Non si fermeranno più. Dal 1994, anno in cui nasce l’opera Il cavaliere dell’intelletto, dedicata a Federico II lo “Stupor Mundi”, e fino al 2012, realizzeranno insieme canzoni, opere teatrali, film, documentari, videoclip, compresa la pellicola Niente è come sembra del 2007, dove il concetto di «niente è reale, niente è come appare» ritorna prorompente. Il filosofo, intanto, ci aveva preso gusto: scriverà testi per Patti Pravo, Alice, Fiorella Mannoia, Carmen Consoli, Milva, Adriano Celentano, Ornella Vanoni, finché nel 2001 si esibirà in un album “solo”, Fun club. Si era già scoperto quasi crooner in Di passaggio, una delle prime canzoni scritte insieme, dove declamerà Eraclito in greco antico. Battiato, al contrario, getta la spugna: per lungo tempo non scriverà più versi, preferendo quelli dell’amico: «In questo suo mondo, completamente diverso dal mio, c’è un allargamento della tavolozza di colori. Eri abituato al tuo giardino, ma ora prendi i fiori da un altro».
Litigheranno spesso, per una rima da aggiungere o tagliare. Nonostante questo, si daranno sempre del “lei”. Massimo Cacciari, che pure si commosse in diretta tv alla morte di Sgalambro, ritiene oggi che il pessimismo cosmico del pensatore di Lentini abbia appesantito la leggerezza originaria del musicista. Sgalambro si nutriva di Schopenhauer, Nietzsche, Cioran, Spengler, Kraus, Rensi e Giulio Cesare Vanini, «l’empio teologo» seicentesco cui Hölderlin ha dedicato una poesia. Aveva sistematizzato il suo pensiero solo a 58 anni, quando pubblicò per Adelphi — era il 1982 — La morte del sole. «Roberto Calasso mi disse che quel libro era marcio, ed era esattamente così» dirà. Per la casa editrice ne pubblicherà altri undici.
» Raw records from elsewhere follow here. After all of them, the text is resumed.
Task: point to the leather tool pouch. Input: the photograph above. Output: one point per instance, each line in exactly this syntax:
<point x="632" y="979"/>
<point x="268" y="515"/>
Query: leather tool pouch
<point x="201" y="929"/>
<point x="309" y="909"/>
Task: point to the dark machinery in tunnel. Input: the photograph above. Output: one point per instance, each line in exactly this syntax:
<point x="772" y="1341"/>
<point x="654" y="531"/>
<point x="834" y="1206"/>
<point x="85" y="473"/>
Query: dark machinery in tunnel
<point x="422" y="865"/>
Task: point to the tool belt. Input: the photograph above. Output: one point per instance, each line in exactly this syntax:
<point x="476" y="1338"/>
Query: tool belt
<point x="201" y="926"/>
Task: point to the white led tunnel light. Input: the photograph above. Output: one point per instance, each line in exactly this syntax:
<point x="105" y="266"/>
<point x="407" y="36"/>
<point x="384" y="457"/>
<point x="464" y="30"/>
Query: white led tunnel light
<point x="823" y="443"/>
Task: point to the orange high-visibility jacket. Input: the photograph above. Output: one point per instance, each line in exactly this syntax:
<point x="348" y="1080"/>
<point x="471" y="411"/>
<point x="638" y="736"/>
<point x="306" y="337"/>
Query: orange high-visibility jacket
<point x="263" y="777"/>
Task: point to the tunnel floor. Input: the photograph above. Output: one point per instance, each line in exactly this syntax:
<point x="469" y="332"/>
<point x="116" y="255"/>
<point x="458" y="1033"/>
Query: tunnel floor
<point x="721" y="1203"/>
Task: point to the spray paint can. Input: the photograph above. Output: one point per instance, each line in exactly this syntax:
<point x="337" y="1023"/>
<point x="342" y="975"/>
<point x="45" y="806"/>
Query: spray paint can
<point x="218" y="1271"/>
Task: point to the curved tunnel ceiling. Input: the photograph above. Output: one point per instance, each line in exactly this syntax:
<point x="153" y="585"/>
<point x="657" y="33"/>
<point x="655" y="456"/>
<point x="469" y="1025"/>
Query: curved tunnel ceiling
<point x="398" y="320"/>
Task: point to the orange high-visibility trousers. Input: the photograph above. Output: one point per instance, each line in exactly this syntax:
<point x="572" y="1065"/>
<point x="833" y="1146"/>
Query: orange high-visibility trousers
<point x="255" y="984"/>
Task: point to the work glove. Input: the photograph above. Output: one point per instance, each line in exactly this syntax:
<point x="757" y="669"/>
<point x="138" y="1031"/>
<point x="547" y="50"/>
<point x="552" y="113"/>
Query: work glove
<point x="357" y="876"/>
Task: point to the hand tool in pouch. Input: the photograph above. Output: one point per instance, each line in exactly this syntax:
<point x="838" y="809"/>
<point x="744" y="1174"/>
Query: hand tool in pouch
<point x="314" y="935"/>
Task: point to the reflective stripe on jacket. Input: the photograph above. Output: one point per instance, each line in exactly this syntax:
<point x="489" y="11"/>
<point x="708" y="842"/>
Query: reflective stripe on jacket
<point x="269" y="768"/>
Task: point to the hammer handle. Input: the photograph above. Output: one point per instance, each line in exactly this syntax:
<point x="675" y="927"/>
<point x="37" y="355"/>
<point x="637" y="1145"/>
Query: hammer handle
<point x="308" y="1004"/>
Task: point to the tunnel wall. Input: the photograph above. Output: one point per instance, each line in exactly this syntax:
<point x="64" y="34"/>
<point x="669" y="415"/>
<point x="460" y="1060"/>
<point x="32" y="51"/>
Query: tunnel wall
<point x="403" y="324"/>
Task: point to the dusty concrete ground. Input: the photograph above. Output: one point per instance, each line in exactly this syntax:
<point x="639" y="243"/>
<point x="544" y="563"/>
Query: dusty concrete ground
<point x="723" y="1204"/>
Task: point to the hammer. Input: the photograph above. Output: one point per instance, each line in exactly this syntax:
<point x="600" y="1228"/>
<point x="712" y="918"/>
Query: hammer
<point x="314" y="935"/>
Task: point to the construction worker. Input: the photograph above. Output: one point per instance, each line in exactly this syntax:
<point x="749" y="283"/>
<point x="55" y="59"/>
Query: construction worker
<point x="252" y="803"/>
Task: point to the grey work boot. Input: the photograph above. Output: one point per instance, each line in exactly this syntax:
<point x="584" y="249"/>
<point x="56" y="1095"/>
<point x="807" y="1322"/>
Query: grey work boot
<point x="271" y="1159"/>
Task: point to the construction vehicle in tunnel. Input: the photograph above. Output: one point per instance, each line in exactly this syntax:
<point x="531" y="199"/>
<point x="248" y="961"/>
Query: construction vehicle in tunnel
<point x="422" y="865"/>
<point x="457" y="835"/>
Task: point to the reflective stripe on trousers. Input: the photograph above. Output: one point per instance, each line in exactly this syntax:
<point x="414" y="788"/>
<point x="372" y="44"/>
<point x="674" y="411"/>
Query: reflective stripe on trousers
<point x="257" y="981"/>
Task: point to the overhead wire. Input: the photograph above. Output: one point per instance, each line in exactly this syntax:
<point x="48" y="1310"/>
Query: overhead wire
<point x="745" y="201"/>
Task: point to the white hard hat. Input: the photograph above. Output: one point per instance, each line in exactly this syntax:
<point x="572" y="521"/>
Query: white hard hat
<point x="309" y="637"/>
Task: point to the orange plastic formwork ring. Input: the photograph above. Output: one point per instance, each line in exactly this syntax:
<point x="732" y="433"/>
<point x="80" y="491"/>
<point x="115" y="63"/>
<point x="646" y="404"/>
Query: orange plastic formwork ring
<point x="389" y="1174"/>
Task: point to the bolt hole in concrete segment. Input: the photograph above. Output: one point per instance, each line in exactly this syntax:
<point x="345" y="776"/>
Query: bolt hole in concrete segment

Nel 2014 anche Battiato licenzia un libro, per Bompiani: Attraversando il Bardo: sguardi sull’aldilà, interviste — tra cui allo stesso Sgalambro — sul tema della morte. Presentandolo agli studenti di Paternò racconterà: «La seconda notte dalla scomparsa di Manlio ho sentito una voce robotica che diceva: chiamate Battiato, chiamate Battiato, è mio amico. Sembrava quasi uno scherzo della natura. Credo che lui si sia reincarnato in Medio Oriente. Però è rientrato di nuovo da questa parte». Parole sibilline su cicli delle vite e realtà illusorie: in fondo fu proprio il succitato Claudio Rocchi a fare per primo in Italia canzonette su argomenti tanto esoterici. In seguito Battiato le trasformerà in successi. E Sgalambro vi aggiunse infine un tocco eracliteo. Finì per credere anche lui alla via tibetana del Bardo?